2. A method as claimed in claim 1, wherein at least one of nodes of the first plurality of trained nodes or nodes of the second plurality of trained nodes are further configured to receive experimentally determined input data of at least one of the molecular consequences or the functional consequences of a genetic variant.

3. A method as claimed in claim 1, wherein said input data further comprise at least one of:

one or more individual genetic features of the genetic variant;

one or more biological features of the genetic variant; or

one or more clinical features of the genetic variant.

4. A method executed in on or more processing resources, the method comprising:

receiving input data comprising an indication of a biological relationship of a genetic variant of the patient with other genetic variants in a reference data set of known disease causing genetic variants at a first plurality of trained nodes of a hierarchical Bayesian Network;

using the first plurality of trained nodes to determine a likelihood of the biological relationship of the genetic variant with other genetic variants in the reference data set of known disease causing genetic variants occurring;

receive input data comprising a plurality of clinical features of the patient in relation to other pluralities of clinical features in a reference data set of known clinical features at a second plurality of trained nodes of a hierarchical Bayesian Network;

using the second plurality of trained nodes to determine a likelihood of the data comprising the plurality of clinical features of the patient occurring in relation to the reference data set of known clinical features;

at least one of:

attributing a disease label to the received input data; or

determining an indication of a likelihood of co-occurrence of the genetic variant of the patient and the plurality of clinical features of the patient;

using one or more further nodes based on input from the first plurality of trained nodes and from the second plurality of trained nodes.

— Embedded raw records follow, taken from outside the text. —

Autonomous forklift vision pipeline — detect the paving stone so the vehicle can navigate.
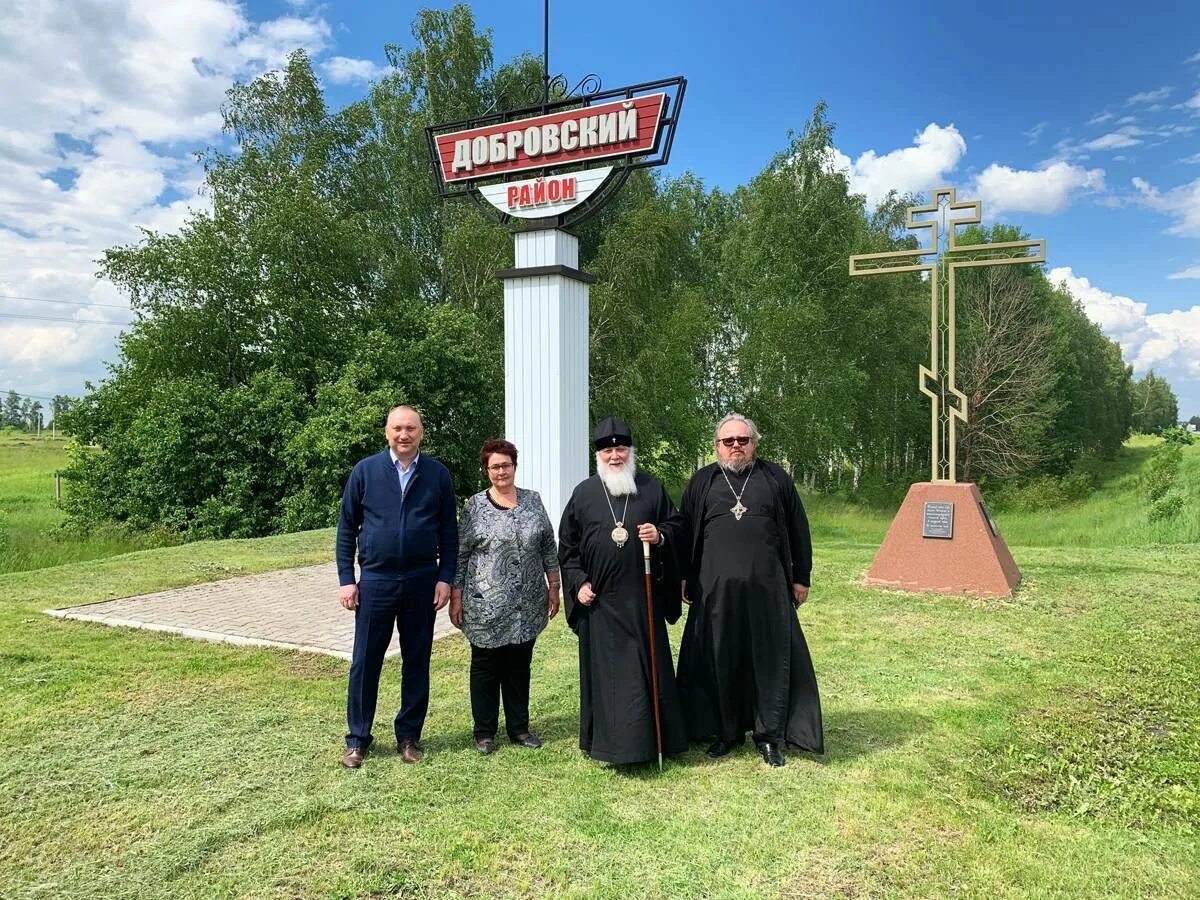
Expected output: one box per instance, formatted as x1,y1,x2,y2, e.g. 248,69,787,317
46,563,455,659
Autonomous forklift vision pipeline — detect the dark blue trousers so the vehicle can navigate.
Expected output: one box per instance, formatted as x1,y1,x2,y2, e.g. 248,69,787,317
346,577,437,749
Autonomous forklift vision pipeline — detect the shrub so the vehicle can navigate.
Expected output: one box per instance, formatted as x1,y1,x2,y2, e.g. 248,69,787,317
1150,491,1183,522
1163,425,1196,446
1141,442,1183,503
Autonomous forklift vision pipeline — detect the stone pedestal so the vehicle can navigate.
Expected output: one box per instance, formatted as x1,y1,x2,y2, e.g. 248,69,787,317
863,481,1021,596
497,229,595,529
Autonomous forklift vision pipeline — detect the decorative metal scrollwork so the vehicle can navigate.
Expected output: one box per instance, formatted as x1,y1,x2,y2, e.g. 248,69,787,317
524,72,604,104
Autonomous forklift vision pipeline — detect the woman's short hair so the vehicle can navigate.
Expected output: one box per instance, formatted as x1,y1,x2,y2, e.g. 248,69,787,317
479,438,517,470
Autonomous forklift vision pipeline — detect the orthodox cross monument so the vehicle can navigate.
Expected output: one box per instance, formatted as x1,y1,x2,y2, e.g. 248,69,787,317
850,187,1046,596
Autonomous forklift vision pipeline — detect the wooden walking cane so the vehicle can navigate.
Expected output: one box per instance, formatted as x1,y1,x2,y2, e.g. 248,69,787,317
642,541,662,772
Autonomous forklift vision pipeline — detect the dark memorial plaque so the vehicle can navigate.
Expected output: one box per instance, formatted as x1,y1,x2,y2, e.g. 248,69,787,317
920,502,954,539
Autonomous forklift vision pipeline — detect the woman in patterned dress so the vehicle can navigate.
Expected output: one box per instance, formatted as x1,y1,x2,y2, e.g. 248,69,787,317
450,439,559,755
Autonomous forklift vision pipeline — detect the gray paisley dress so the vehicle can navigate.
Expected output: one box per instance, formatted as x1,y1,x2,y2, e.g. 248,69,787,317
454,487,558,649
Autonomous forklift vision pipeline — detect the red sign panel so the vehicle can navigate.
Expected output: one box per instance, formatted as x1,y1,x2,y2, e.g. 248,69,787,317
437,94,667,184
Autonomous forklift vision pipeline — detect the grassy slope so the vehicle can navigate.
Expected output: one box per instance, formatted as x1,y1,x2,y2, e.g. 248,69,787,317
0,430,158,572
0,448,1200,896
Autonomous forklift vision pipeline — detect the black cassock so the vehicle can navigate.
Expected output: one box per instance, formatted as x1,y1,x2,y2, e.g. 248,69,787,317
679,460,824,754
558,472,688,763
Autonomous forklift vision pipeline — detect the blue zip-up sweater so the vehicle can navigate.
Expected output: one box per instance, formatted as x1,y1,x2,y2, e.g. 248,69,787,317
336,450,458,584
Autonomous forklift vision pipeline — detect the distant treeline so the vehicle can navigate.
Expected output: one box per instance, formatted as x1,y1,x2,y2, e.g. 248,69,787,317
58,6,1175,536
0,391,73,432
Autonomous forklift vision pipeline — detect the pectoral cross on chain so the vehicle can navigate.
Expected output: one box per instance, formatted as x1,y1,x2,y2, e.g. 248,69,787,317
850,187,1046,484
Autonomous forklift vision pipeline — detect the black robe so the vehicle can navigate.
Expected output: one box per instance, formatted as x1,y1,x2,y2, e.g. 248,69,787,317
558,472,689,763
679,460,824,754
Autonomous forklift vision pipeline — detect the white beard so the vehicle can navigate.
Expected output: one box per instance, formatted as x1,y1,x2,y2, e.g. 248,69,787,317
596,448,637,497
718,456,754,475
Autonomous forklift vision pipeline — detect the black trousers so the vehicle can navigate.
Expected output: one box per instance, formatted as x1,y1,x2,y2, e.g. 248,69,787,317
346,578,436,748
470,638,536,740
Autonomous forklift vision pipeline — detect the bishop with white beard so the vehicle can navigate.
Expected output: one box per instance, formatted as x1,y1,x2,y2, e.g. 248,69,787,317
558,419,688,763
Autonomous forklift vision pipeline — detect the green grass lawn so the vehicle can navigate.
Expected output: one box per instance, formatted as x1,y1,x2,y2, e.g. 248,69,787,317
0,430,164,572
0,448,1200,898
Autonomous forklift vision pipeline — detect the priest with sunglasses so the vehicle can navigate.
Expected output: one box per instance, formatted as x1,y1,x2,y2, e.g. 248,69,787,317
678,413,824,766
558,419,688,763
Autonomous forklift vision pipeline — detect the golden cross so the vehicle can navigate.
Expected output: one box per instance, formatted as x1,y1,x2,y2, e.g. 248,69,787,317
850,187,1046,484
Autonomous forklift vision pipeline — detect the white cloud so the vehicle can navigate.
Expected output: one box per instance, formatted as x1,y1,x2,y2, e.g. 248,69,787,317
1022,122,1050,145
1126,85,1172,107
830,122,967,205
322,56,391,84
1082,131,1141,151
1049,266,1200,388
1133,178,1200,238
0,0,331,395
973,162,1104,216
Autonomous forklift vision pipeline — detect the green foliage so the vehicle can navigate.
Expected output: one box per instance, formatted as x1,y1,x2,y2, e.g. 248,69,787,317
1133,370,1180,434
1163,425,1196,446
0,428,165,572
986,472,1097,512
72,5,1175,538
1141,442,1183,503
65,6,508,539
1150,490,1187,522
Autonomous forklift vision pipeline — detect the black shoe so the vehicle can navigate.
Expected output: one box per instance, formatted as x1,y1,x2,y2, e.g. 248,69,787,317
754,740,784,768
509,731,541,750
706,738,745,760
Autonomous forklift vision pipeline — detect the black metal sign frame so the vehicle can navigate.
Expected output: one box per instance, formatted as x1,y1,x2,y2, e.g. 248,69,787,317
425,76,688,230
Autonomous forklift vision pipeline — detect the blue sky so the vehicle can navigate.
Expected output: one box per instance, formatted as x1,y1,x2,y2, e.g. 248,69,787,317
0,0,1200,416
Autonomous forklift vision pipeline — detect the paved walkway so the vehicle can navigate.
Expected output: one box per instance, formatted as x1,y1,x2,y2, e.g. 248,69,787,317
46,563,454,659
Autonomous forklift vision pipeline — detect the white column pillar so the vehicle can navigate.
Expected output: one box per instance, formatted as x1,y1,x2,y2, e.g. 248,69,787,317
498,229,595,530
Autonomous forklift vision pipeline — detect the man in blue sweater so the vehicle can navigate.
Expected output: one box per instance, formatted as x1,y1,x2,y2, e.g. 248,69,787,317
337,406,458,769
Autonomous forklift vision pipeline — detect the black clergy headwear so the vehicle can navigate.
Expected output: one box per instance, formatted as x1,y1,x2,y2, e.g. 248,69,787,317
592,416,634,450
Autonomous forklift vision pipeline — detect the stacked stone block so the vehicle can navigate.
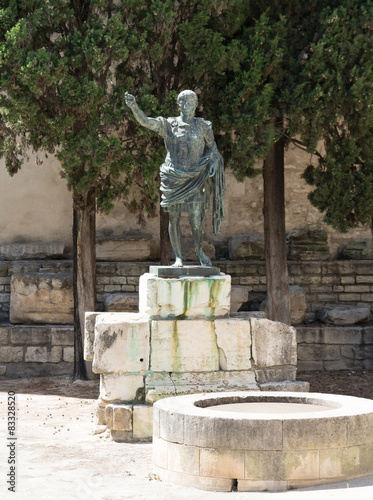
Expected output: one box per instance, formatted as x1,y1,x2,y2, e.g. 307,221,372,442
297,325,373,371
85,273,302,441
0,324,74,378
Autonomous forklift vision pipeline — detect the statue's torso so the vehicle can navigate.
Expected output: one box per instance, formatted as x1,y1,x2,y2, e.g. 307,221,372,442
158,118,214,171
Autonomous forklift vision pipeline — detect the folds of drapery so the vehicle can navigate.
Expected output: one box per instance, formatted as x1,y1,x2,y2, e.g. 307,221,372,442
160,143,225,234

5. A method as claimed in claim 4, wherein the one or more further nodes are configured to both attribute a disease label to the received input data and determine a likelihood of co-occurrence of the genetic variant of the patient and the phenotype of the patient, the one or more further nodes configured to:

receive a plurality of disease labels attributed to a plurality of genetic variants and a plurality of indications of the likelihood of the individual ones of the genetic variants co-occurring with the phenotype of the patient; and

rank the plurality of disease labels in order of their associated indications of likelihood of co-occurrence of the genetic variant with the phenotype of the patient.

6. A method of training a hierarchical Bayesian Network for classifying genetic variants comprising:

identifying one or more nodes that provide a low predictive quality within the hierarchical Bayesian Network;

using biological experiments to generate training data relating to the identified one or more nodes or relating to an observed node providing input to the identified one or more nodes; and

training said hierarchical Bayesian Network using said training data.

7. A method as claimed in claim 6, further comprising using said data generated using biological experiments to determine at least one of molecular scores or functional scores; and

training said model using said determined scores.